– Странно, почему же сюда? Какое вообще отношение граффити имеет к экологии? – удивилась я.
– Я нарисовал танцующих клоунов на здании экологической полиции, – сказал он уже без наигранности, спокойно.
– Почему?
– Потому что там была очень хорошая, почти белая стена, и на ней прекрасно получилась пляска клоунов, – пояснил Евгений.
– И всё?
– Ну… Если не считать того, что клоуны играли в футбол консервными банками, курили и были одеты в куртки сотрудников экослужбы, то всё. Да я вам лучше покажу. Вот, – и он протянул мне смартфон с картинкой своего произведения. – Забавные, правда? Мне очень жаль, что их закрасили.
– Они очень хорошенькие, только зачем вы их именно так нарисовали? Вы что-то имеете против экослужбы? – спросила я.
– Нет. Я просто рисую всякую чушь, что мне в голову придёт или привидится. Не всегда это для меня хорошо заканчивается, – ответил он с неохотой. – А вас за что сюда?
– Бросила в кусты экобутылку на вечеринке, – ответила я.
Он нахмурился, и я поняла, что он в это не поверил.
– И тут вы должны спросить: «И всё»? А я вам отвечу, что если не считать беспредела, который моя мама учинила в суде, то всё. В совокупности бутылки и слов мамы о том, что я этой бутылкой «удобрила кусты», оказалось достаточно, чтобы меня показательно выпороли методом отправки сюда, – пояснила я.
– А-а, ну раз показательно, тогда возможно. И давай лучше на «ты», – предложил он.
– Я слышала, здесь своеобразные правила жизни, – продолжила я разведку.
Интересно, а нос у него широкий или курносый, уточкой? Скорее курносый…
– Я тоже слышал, видел надпись на въезде и знаю людей, которые в директории обосновались навсегда. Если всё так, как написано на их лозунгах, то я пока тут останусь, – сказал он.
– Зачем? – спросила я.
– Рисовать.
– Так есть же страна для художников, где можно жить и рисовать. Почему ты не там? – удивилась я.

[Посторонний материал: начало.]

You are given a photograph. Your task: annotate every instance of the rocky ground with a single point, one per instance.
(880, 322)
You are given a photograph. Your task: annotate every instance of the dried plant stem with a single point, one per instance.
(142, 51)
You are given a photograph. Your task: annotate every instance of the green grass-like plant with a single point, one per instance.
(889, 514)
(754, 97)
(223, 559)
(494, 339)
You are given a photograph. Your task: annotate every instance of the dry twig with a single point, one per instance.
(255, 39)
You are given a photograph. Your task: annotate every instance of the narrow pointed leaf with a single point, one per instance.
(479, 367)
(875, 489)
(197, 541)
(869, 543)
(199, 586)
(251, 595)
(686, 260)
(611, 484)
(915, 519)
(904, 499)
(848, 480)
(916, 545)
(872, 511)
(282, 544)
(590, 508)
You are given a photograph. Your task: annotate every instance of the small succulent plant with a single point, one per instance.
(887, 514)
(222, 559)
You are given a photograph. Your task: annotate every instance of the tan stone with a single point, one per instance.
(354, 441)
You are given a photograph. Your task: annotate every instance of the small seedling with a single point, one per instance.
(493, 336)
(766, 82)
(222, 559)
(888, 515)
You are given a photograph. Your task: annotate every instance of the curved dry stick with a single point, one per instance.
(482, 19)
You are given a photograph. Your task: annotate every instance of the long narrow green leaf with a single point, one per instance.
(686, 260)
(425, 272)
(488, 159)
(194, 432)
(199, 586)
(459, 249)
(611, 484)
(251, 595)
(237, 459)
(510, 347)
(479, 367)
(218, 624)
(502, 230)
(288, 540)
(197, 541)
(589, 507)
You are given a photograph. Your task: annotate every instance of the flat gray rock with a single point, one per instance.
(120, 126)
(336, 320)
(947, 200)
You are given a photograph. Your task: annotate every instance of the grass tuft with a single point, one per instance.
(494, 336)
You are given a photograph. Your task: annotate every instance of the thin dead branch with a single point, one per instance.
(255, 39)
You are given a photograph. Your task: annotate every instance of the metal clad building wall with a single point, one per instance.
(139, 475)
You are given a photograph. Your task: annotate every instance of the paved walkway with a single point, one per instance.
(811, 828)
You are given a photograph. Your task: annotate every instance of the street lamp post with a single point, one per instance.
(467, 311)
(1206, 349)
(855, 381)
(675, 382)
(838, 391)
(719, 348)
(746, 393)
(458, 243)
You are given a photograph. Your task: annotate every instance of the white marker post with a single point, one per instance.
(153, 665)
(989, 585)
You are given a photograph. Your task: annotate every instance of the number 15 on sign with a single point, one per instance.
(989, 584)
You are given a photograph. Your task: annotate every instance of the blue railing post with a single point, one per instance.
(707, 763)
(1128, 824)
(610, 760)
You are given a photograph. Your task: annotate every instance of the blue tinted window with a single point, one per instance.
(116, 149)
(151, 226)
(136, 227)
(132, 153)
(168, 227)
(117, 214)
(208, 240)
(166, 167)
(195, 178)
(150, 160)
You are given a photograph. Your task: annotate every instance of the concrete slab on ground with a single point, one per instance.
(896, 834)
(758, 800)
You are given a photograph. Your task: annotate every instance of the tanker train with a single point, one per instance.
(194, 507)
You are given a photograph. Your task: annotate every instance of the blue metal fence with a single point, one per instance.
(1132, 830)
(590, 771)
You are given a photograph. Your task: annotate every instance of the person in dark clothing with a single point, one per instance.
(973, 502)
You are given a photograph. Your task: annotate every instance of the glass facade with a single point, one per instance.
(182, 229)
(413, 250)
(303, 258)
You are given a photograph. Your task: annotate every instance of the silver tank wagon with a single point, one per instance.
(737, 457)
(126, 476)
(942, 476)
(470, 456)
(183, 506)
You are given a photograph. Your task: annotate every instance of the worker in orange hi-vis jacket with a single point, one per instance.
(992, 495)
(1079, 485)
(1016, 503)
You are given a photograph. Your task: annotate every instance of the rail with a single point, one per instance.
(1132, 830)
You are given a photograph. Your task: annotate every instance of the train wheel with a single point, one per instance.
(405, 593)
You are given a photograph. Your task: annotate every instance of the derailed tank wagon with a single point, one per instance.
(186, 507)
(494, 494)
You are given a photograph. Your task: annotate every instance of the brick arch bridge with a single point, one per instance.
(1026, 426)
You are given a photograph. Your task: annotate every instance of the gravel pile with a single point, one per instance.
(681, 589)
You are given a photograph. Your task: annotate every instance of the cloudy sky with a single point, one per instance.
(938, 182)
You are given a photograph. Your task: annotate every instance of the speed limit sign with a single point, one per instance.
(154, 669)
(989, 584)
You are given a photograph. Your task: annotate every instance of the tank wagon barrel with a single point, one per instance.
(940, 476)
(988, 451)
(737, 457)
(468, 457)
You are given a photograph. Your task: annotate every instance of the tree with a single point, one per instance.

– Я там, я оттуда. Я сам её выбрал однажды, сам туда уехал, сам там учился. Прекрасная страна, но представь себе, что ты живёшь среди художников год, другой, десятый, двадцатый. Каждая стена твоего города разрисована, списки[4]
великих картин на заборах и трансформаторных будках, холсты и краски продают в каждом дворовом магазинчике. Ты говоришь и споришь об искусстве даже с дворником и таксистом, строишь скульптуры из песка, рисуешь мелом на асфальте и вскоре начинаешь понимать, что от переизбытка живописи сходишь с ума. Слишком много прекрасного. Интоксикация прекрасным, – неожиданно подытожил он.– Как там классно, наверное! Я, когда маленькая была, думала, что именно её выберу для жизни. Там же всем бесплатно выдают и краски, и бумагу!
– И? – Женя посмотрел на меня с неподдельным интересом.
– Мама купила мне тогда всевозможные краски и отдала подсобку во дворе на все каникулы под мои творческие эксперименты. Первые три дня я рисовала, вся вывозилась в красках, ляпала по стенам, возила по бумаге, перекрасила старые пледы, потолки, на окнах витражи с лебедями сделала, а потом мне надоело, – вспоминала я.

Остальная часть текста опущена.